Garda issues ‘unreserved apology’ over inflated breath test data
Disciplinary action will not be taken against any members, says Garda Commissioner
Acting Garda Commissioner Dónall Ó Cualáin. File photograph: Collins
An Garda Síochána has issued an “unreserved apology” for the inflating of alcohol breath test data and the wrongful conviction of motorists, but said disciplinary action would not be taken against any members of the force.
The announcement by acting Garda Commissioner Dónall Ó Cualáin was met with a cool response from the Policing Authority.
“A sloppy and lazy approach was made worse by a lack of appreciation of the value of data,” Mr Ó Cualáin told a public session of the authority in Dublin on Thursday.
But he added no criminal behaviour had been identified and it would take a lot of time and money to discipline those involved.
Taking action against a large number of Garda members would also be complicated by the passage of time since some of the breath test inflating had been done.
Many Garda members had retired since then and the records on which any disciplinary action would be based were not reliable.
Mr Ó Cualáin also believed the financial cost, and the staff that would need to be deployed away from reforming the Garda into disciplining members, made such a step impossible.
The approach of the Garda must now be “forward facing” rather than spend years in a large number of disciplinary cases.
However, he accepted the compilation of data was seen as “an add-on to a day’s work” for many Garda members. They did not appreciate the value of data unless it impacted them personally.
Policing Authority chairperson Josephine Feehily said while she and he colleagues “understand” his position on declining to open disciplinary actions against so many Garda members, that did not mean they agreed.
“It’s your decision,” she told him. “But we hope you understand that performance management involves challenging poor performance.”
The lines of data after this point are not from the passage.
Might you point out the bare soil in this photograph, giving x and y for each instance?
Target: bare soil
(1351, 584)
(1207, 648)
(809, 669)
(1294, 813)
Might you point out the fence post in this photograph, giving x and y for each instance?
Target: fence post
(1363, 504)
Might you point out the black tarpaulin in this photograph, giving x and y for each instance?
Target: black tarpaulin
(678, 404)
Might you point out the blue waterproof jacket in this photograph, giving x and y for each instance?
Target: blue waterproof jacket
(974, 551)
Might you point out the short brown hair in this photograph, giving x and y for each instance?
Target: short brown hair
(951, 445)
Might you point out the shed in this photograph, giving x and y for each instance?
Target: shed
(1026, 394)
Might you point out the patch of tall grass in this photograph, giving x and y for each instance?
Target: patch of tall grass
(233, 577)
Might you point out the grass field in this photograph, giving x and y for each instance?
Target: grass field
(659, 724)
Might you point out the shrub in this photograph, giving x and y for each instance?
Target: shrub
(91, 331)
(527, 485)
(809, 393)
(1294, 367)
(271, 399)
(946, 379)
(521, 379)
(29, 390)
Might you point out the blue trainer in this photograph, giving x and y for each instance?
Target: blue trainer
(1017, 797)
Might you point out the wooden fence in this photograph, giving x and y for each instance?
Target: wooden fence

Authority member Maureen Lynott expressed surprise no disciplinary action would be taken.
She also disputed the suggestion by Mr Ó Cualáin that no Garda members benefitted from the inflating off breath tests.
She was very surprised some of the officers in charge of the 28 Garda divisions around the country were not being dealt with via a “personalised” process.
Mr Ó Cualáin said he planned to write to those chief superintendents, and other officers, and to warn them that any repeat of the inflated and poorly-kept data would be regarded as a serious disciplinary issue and possible dismissal from the Garda.
However, Ms Lynott did not believe this was enough. She noted the extent to which breath tests were inflated had varied significantly from place to place.
It meant the performance of the senior officers in charge of those places varied very significantly.
“Treating them all the same would send the wrong message,” she said.
And she believed the Garda failures, including serious problems at management level, likely went further than inflating breath tests.
Mr Ó Cualáin conceded the “malaise may have went a bit further and wider”.
Ms Feehily requested that any letters sent to senior officers by Mr Ó Cualáin should remain on the records of the recipients.
Another authority member, Bob Collins, said several questions remained unanswered despite the investigations into the inflated breath tests.
This included “why nobody shouted stop”.
Mr Ó Cualáin said “unacceptable failures”, leading to the creation of more than one million breath tests and the wrongful conviction of 15,000 motorists, had occurred.
The Garda was not only sorry for this, but it also appreciated the public disquiet. It now needed to work hard to win back public confidence that had been built over decades but badly damaged by the controversies, he said.